Under the radar screen of MSM reporting on the midterms, Republican Ed Gillespie is quietly but steadily catching up to incumbent Democratic Sen. Mark Warner in Virginia. By hammering his opponent on his unwavering support for President Obama’s key policies — which the president declared “are on the ballot” — and offering his own specific proposals, Gillespie has closed the race to 10 points. Without the independent on the ballot, that gap narrows to one point. This week Gillespie rolled out an Obamacare alternative plan that “would reduce insurance premiums, enhance access to doctors, and increase the number of people with private insurance by 6 million more than Obamacare will. Gillespie’s plan would give a tax credit to everyone who buys health insurance in the individual market.” (He also has rolled out an economic recovery plan and lambasted Warner for supporting sequestration that has led to huge cuts in defense.)
Then things got very interesting when Warner was implicated in a scandal. The Post reported: “The son of a former Virginia state senator has told federal investigators that U.S. Sen. Mark R. Warner discussed the possibility of several jobs, including a federal judgeship, for the senator’s daughter in an effort to dissuade him from quitting the evenly divided state Senate.” Gillespie told Right Turn, “The report that Sen. Warner may have suggested a federal judgeship or other job in relation to a political decision is deeply troubling. We all need more answers on this matter, and he owes Virginians a full explanation of his actions”
At issue is whether the state senator was bribed by one side or the other in his decision to resign and thereby switch control of the state senate to Republicans. Warner’s response was less than a full-throated denial: “Warner spokesman acknowledged Friday that the conversation occurred, but he emphasized that the senator had made no explicit job offer.” Not explicit but perhaps an obvious effort to induce her father not to resign his seat. (“Warner was part of a string of high-powered Virginia Democrats who in early June pressed then-state senator Phillip P. Puckett not to go through with plans to give up his seat in the middle of a bitterly partisan battle over health care.”)

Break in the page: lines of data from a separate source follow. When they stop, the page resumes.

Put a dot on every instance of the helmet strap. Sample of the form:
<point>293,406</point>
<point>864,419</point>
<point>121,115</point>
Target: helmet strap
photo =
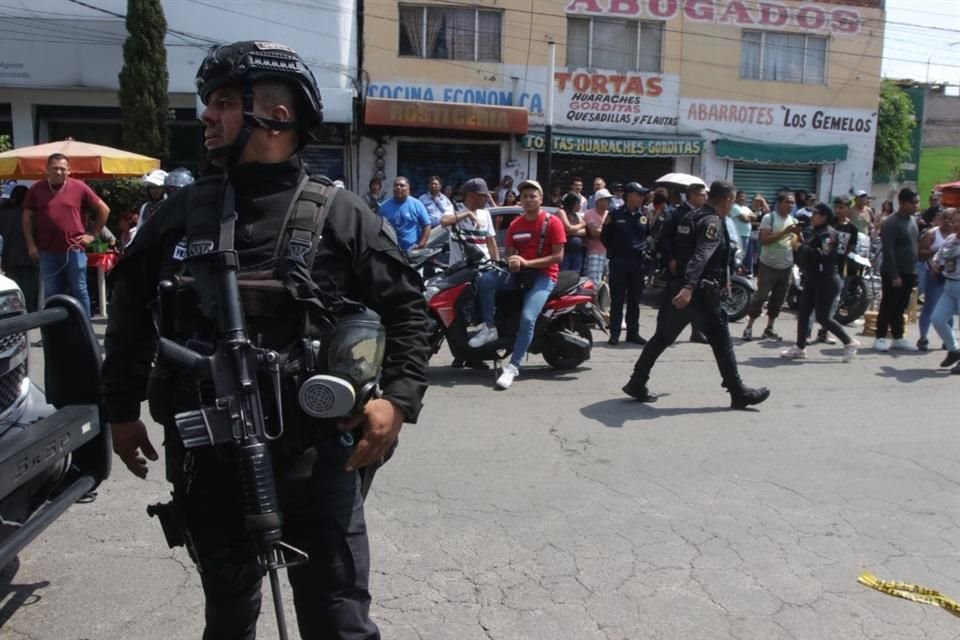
<point>251,121</point>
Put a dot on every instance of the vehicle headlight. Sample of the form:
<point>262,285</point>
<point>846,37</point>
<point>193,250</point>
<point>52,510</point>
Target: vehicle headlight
<point>12,303</point>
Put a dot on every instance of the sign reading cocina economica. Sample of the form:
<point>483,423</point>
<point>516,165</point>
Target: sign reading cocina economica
<point>743,13</point>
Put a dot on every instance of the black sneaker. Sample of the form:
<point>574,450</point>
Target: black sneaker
<point>747,397</point>
<point>639,392</point>
<point>953,357</point>
<point>770,334</point>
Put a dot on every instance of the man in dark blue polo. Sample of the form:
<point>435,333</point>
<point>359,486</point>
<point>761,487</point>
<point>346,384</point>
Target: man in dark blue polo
<point>624,234</point>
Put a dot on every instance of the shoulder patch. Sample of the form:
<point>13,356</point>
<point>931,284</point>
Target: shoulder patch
<point>180,251</point>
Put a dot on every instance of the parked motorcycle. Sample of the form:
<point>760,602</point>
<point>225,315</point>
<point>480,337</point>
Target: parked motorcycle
<point>856,293</point>
<point>562,334</point>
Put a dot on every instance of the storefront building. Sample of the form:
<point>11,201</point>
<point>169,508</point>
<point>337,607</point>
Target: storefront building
<point>59,70</point>
<point>769,95</point>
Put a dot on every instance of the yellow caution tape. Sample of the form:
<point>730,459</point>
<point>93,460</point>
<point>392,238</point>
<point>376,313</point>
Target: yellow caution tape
<point>909,591</point>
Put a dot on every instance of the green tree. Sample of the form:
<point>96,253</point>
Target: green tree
<point>895,123</point>
<point>143,80</point>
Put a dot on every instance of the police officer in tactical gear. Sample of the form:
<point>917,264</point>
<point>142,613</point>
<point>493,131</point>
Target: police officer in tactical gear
<point>261,103</point>
<point>701,249</point>
<point>625,232</point>
<point>696,197</point>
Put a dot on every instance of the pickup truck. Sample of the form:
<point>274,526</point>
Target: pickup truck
<point>54,442</point>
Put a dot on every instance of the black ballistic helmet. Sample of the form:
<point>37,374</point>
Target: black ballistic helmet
<point>177,179</point>
<point>245,63</point>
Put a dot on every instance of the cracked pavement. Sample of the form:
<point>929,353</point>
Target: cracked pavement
<point>561,510</point>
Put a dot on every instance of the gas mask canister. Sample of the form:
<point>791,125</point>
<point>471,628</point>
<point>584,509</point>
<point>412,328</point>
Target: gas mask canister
<point>342,368</point>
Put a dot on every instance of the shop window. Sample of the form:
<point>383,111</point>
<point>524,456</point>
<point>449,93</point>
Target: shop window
<point>783,57</point>
<point>614,44</point>
<point>446,33</point>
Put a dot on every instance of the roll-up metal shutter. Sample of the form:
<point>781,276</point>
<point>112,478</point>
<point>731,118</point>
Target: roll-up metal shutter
<point>455,163</point>
<point>770,180</point>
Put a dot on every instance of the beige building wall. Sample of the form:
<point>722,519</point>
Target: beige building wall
<point>705,55</point>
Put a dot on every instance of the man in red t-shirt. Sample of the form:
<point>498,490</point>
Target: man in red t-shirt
<point>53,226</point>
<point>534,243</point>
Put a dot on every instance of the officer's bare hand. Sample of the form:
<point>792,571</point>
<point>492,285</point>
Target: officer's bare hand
<point>515,263</point>
<point>682,299</point>
<point>131,443</point>
<point>381,421</point>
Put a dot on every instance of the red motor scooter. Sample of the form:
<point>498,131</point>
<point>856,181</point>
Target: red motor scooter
<point>563,329</point>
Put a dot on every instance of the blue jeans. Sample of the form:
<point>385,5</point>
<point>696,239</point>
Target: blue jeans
<point>932,288</point>
<point>533,300</point>
<point>947,306</point>
<point>748,248</point>
<point>65,273</point>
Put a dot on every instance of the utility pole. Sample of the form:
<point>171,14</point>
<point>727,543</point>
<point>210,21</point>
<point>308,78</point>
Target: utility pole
<point>548,133</point>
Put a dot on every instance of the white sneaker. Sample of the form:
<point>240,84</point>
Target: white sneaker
<point>850,351</point>
<point>794,353</point>
<point>902,344</point>
<point>484,336</point>
<point>506,378</point>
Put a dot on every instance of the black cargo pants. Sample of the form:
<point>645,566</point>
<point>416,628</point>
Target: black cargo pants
<point>322,515</point>
<point>705,314</point>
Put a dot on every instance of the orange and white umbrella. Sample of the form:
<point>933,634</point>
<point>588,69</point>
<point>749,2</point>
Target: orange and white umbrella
<point>87,161</point>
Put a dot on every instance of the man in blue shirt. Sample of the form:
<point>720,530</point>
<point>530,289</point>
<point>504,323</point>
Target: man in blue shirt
<point>437,204</point>
<point>407,215</point>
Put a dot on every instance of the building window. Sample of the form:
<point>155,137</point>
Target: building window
<point>445,33</point>
<point>783,57</point>
<point>614,44</point>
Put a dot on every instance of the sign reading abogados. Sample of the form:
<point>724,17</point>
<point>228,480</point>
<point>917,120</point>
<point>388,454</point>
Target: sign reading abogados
<point>591,146</point>
<point>742,13</point>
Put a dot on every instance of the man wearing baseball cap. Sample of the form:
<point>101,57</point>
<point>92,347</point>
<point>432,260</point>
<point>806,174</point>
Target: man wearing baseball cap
<point>534,247</point>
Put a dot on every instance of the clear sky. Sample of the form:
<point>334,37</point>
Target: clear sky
<point>922,30</point>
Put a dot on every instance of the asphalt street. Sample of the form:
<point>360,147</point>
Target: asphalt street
<point>561,510</point>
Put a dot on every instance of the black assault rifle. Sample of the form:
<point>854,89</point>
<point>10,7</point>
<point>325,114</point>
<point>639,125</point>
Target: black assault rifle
<point>233,419</point>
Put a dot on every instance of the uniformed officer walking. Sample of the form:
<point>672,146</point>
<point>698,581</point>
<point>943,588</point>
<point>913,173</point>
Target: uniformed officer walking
<point>624,234</point>
<point>261,103</point>
<point>701,249</point>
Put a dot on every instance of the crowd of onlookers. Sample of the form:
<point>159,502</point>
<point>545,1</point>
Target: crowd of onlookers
<point>50,229</point>
<point>910,249</point>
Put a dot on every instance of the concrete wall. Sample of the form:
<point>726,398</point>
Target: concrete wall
<point>941,120</point>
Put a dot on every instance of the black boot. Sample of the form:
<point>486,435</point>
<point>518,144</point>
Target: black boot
<point>638,391</point>
<point>745,397</point>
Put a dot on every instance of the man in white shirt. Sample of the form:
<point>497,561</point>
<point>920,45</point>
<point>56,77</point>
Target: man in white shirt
<point>436,203</point>
<point>474,224</point>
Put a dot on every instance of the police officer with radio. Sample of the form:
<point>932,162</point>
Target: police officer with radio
<point>261,104</point>
<point>701,248</point>
<point>624,234</point>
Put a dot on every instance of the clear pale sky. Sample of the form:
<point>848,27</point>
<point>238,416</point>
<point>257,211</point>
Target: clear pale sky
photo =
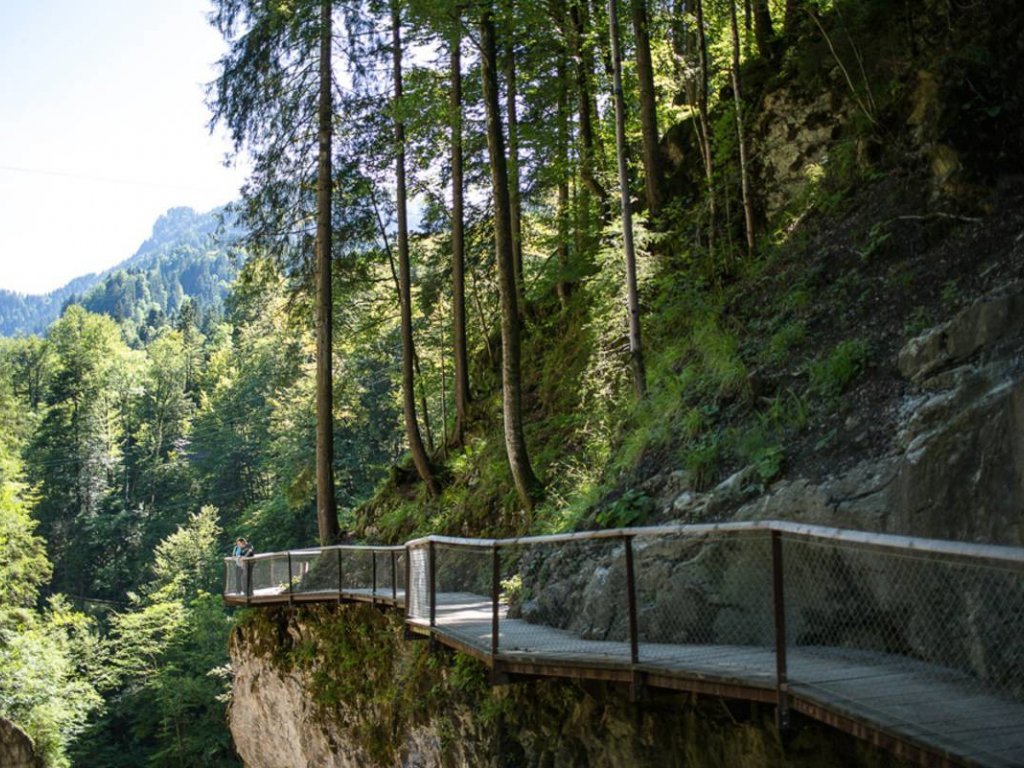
<point>102,128</point>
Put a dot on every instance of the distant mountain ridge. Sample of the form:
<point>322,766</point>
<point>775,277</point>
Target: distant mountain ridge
<point>188,255</point>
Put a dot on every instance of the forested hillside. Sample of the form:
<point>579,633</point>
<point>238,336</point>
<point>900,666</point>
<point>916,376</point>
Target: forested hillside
<point>189,257</point>
<point>809,183</point>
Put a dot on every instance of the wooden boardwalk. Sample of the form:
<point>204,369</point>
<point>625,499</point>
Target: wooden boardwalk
<point>927,712</point>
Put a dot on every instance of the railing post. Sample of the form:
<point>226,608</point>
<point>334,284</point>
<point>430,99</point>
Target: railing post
<point>394,577</point>
<point>781,684</point>
<point>409,578</point>
<point>291,587</point>
<point>631,596</point>
<point>432,570</point>
<point>340,583</point>
<point>373,583</point>
<point>496,586</point>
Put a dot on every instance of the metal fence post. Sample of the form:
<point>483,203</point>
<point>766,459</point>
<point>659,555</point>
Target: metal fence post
<point>373,582</point>
<point>409,578</point>
<point>291,587</point>
<point>496,586</point>
<point>631,596</point>
<point>340,583</point>
<point>781,684</point>
<point>432,569</point>
<point>394,577</point>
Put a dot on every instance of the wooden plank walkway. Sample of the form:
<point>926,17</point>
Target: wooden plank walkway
<point>957,605</point>
<point>938,710</point>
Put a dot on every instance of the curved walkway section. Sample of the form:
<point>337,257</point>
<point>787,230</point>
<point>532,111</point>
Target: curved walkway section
<point>916,645</point>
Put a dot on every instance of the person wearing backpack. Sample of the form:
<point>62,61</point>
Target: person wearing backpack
<point>242,549</point>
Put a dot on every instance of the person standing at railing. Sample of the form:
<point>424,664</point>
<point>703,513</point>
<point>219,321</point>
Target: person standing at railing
<point>242,549</point>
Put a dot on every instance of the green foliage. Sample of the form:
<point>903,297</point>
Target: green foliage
<point>833,375</point>
<point>630,509</point>
<point>784,340</point>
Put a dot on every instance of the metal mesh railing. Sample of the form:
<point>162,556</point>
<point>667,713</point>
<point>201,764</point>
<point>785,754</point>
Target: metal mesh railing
<point>922,636</point>
<point>341,571</point>
<point>905,611</point>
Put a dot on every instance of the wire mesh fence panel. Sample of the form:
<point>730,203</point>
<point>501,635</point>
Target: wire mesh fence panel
<point>400,574</point>
<point>314,571</point>
<point>235,577</point>
<point>706,601</point>
<point>463,593</point>
<point>954,620</point>
<point>569,599</point>
<point>418,599</point>
<point>269,574</point>
<point>357,570</point>
<point>386,569</point>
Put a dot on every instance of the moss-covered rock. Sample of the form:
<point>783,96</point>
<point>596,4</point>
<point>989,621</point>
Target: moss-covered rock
<point>340,686</point>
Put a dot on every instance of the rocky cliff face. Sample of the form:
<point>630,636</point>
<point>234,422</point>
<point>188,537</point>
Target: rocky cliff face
<point>394,702</point>
<point>955,469</point>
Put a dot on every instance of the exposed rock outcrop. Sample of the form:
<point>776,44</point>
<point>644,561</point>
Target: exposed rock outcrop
<point>433,709</point>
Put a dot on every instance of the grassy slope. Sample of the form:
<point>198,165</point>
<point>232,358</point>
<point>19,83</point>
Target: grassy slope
<point>784,363</point>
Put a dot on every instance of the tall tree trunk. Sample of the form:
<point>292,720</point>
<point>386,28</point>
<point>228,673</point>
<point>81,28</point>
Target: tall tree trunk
<point>564,287</point>
<point>706,123</point>
<point>515,205</point>
<point>763,32</point>
<point>526,484</point>
<point>408,351</point>
<point>584,55</point>
<point>461,356</point>
<point>791,19</point>
<point>648,108</point>
<point>327,510</point>
<point>744,176</point>
<point>636,351</point>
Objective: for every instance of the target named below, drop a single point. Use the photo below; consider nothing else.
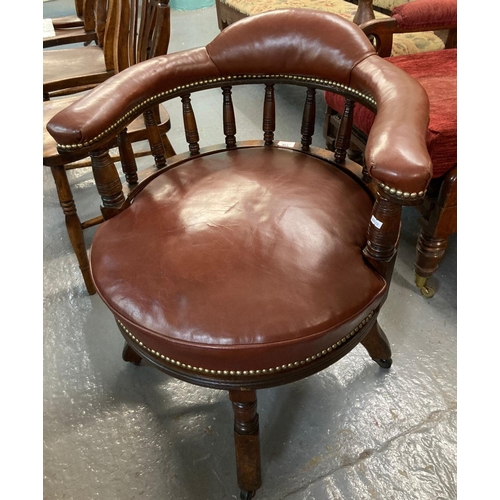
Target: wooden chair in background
(437, 72)
(142, 31)
(71, 70)
(252, 264)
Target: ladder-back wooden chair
(143, 31)
(75, 69)
(74, 29)
(437, 72)
(251, 264)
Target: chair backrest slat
(308, 119)
(190, 127)
(228, 117)
(269, 115)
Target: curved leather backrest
(299, 41)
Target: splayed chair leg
(246, 440)
(378, 347)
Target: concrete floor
(354, 431)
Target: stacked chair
(252, 264)
(437, 72)
(76, 28)
(133, 32)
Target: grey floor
(115, 431)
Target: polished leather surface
(242, 259)
(322, 46)
(396, 151)
(304, 42)
(105, 104)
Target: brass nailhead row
(401, 194)
(136, 108)
(264, 371)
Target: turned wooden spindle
(269, 115)
(127, 158)
(308, 119)
(343, 140)
(108, 182)
(190, 127)
(154, 137)
(228, 117)
(73, 224)
(246, 439)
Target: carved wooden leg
(73, 224)
(430, 251)
(378, 347)
(246, 440)
(438, 223)
(130, 356)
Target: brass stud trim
(400, 194)
(138, 107)
(261, 371)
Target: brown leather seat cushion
(245, 259)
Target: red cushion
(437, 73)
(421, 14)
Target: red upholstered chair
(437, 72)
(252, 264)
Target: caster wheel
(384, 363)
(246, 495)
(427, 291)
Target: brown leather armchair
(252, 264)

In fact, Warner was a virtual career guidance counselor for the senator’s daughter: “On June 6, three days before the state senator’s resignation became official, Warner called Puckett’s son, Joseph, and discussed an appointment to the federal bench as well as a potential corporate position for Martha Puckett Ketron, according to Joseph Puckett’s attorney, Charles E. ‘Chuck’ James Jr. of Williams Mullen.” This occurs in a state where a former governor, Robert McDonnell, was convicted on multiple felony counts for merely making phone calls and setting up meetings (deemed to be “official acts”) to benefit a donor and friend of his wife. Simply being “helpful” is no excuse and, as we learned in the McDonnell trial, there does not need to be an explicit (there’s that word again) quid pro quo. The evidence of an attempt to sway the senator via help for his daughter is intriguing:
“Senator Warner was not in a position to offer, and never did offer, any job to Mrs. Ketron, Warner spokesman Kevin Hall said. “When he spoke to Senator Puckett the following day, it was clear that he had made up his mind and had already drafted his letter of resignation.”
“’Talked to Warner for an hour last night,’ Joseph Puckett wrote in the message, read to The Washington Post by two people close to the matter. He went on to report, ‘He had no answer for how Democrats could deliver for Martha except for a potential corporate gig of some kind, which is not what she wants.'”
In other words, Warner was trying to persuade young Puckett but could not prove he could make the jobs all happen. (McDonnell wasn’t able to deliver either, but that didn’t matter to the jury.) Warner was not seeking pecuniary benefit for himself, but he was seeking something for his party. What might have seemed like political backscratching a year ago, in light of McDonnell, takes on the aura of something more sinister. Imagine if Puckett decided not to resign his seat because he understood Warner would use his office to give his kids extra help that no other Virginian would be getting. A potential headline — “Warner keeps Puckett in line and Puckett kids employed” — would have been damning.
To be clear, Warner has not been charged with anything. But involvement in a scheme under investigation by the feds is not going to help him keep his state. He has been laying low and essentially relying on name recognition and past popularity to slide through. If nothing else, the scandal may put him under the spotlight at a time anti-incumbent fervor is running high. Look for Gillespie to narrow the race even further.
Whether Warner winds up in legal hot water remains to be seen, but for voters rocked by a trial detailing favoritism, greed and manipulation, this incident will put Warner, a once popular governor, in a different light and emphasize Gillespie’s charge that Warner has become a captive of D.C. sleazy politics.